Num acórdão de quase 14 mil carateres, consultado hoje pela agência Lusa, a Relação do Porto analisou a “arquitetura” do sistema judicial e concluiu que o juiz de instrução tinha competência para mandar fazer o edital, mas devia atribuir o trabalho burocrático aos funcionários que dele dependem diretamente e não a outros.

Tudo começou em 3 de setembro, quando o juiz de instrução determinou a elaboração de um edital com vista ao levantamento de um telemóvel apreendido por quem provasse ser o proprietário, acrescentando que a tarefa devia ser executada por um funcionário do MP.
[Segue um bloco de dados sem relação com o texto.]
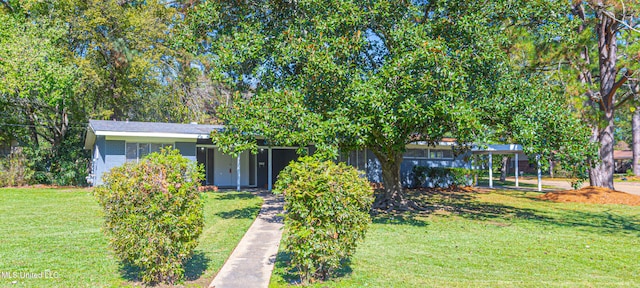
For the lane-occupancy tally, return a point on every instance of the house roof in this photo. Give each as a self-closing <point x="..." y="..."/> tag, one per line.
<point x="146" y="129"/>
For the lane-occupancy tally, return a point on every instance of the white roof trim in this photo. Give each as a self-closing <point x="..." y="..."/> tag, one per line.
<point x="151" y="134"/>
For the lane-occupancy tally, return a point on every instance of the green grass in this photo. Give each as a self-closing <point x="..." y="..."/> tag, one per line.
<point x="58" y="231"/>
<point x="499" y="239"/>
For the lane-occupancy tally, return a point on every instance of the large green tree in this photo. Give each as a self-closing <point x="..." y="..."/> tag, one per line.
<point x="376" y="75"/>
<point x="64" y="62"/>
<point x="597" y="63"/>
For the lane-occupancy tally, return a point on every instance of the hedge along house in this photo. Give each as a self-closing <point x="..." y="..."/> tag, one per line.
<point x="113" y="143"/>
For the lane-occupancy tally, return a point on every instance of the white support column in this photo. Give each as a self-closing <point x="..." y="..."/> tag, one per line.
<point x="269" y="168"/>
<point x="490" y="170"/>
<point x="238" y="172"/>
<point x="516" y="159"/>
<point x="539" y="174"/>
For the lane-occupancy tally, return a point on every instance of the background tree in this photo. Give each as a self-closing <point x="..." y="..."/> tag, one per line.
<point x="595" y="63"/>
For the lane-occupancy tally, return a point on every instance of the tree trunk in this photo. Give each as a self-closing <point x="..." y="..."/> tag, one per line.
<point x="602" y="173"/>
<point x="503" y="170"/>
<point x="635" y="128"/>
<point x="393" y="196"/>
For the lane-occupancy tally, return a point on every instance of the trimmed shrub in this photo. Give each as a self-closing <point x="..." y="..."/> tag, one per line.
<point x="15" y="170"/>
<point x="442" y="177"/>
<point x="327" y="212"/>
<point x="154" y="214"/>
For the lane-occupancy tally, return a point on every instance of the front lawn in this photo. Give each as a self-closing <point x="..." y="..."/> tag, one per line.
<point x="498" y="239"/>
<point x="52" y="237"/>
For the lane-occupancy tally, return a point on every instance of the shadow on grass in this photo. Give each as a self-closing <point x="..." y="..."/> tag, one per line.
<point x="290" y="275"/>
<point x="243" y="213"/>
<point x="467" y="205"/>
<point x="194" y="267"/>
<point x="399" y="219"/>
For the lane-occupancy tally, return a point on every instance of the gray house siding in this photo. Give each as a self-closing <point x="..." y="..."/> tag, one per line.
<point x="113" y="153"/>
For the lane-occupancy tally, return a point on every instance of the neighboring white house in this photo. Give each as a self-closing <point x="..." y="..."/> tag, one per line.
<point x="112" y="143"/>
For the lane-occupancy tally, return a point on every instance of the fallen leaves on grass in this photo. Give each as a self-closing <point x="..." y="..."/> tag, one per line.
<point x="595" y="195"/>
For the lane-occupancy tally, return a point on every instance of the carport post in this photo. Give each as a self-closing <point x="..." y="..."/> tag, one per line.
<point x="270" y="168"/>
<point x="539" y="174"/>
<point x="516" y="159"/>
<point x="490" y="170"/>
<point x="238" y="172"/>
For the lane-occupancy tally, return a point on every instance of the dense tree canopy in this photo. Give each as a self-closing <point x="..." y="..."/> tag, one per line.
<point x="596" y="61"/>
<point x="63" y="62"/>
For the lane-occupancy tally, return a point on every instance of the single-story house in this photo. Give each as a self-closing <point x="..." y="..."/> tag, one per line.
<point x="112" y="143"/>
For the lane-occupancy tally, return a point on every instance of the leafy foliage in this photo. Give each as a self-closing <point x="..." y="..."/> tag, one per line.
<point x="327" y="207"/>
<point x="349" y="75"/>
<point x="15" y="170"/>
<point x="154" y="213"/>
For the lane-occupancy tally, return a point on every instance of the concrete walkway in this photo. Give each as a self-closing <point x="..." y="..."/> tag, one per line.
<point x="251" y="263"/>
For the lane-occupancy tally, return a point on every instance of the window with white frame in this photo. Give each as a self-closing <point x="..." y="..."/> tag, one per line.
<point x="416" y="153"/>
<point x="136" y="151"/>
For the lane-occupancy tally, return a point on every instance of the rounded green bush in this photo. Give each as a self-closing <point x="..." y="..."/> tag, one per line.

Um procurador contestou desde logo a parte final do despacho, considerando que “o cumprimento dos atos da competência do juiz de instrução é da competência dos funcionários que funcionalmente lhe estão afetos e trabalham na sua competência exclusiva”.

Mas o juiz de instrução manteve a sua posição: “É aos serviços do MP e, consequentemente, aos técnicos de justiça aí em funções, que compete efetuar as operações materiais necessárias ao cumprimento do despacho judicial que determina a notificação edital daqueles que tenham direito a serem restituídos dos bens apreendidos”.

Já num recurso para a Relação do Porto, o MP defendeu que o despacho “enferma de nulidade insanável”, mas os juízes desembargadores foram menos radicais na sua análise.

O juiz de instrução, concluiu a Relação em acórdão de 6 de novembro, decidiu bem quanto à substância, mas não tinha nada que atribuir a tarefa a funcionários que não estão sob sua jurisdição.

Vai ter, por isso, que reformular o seu despacho.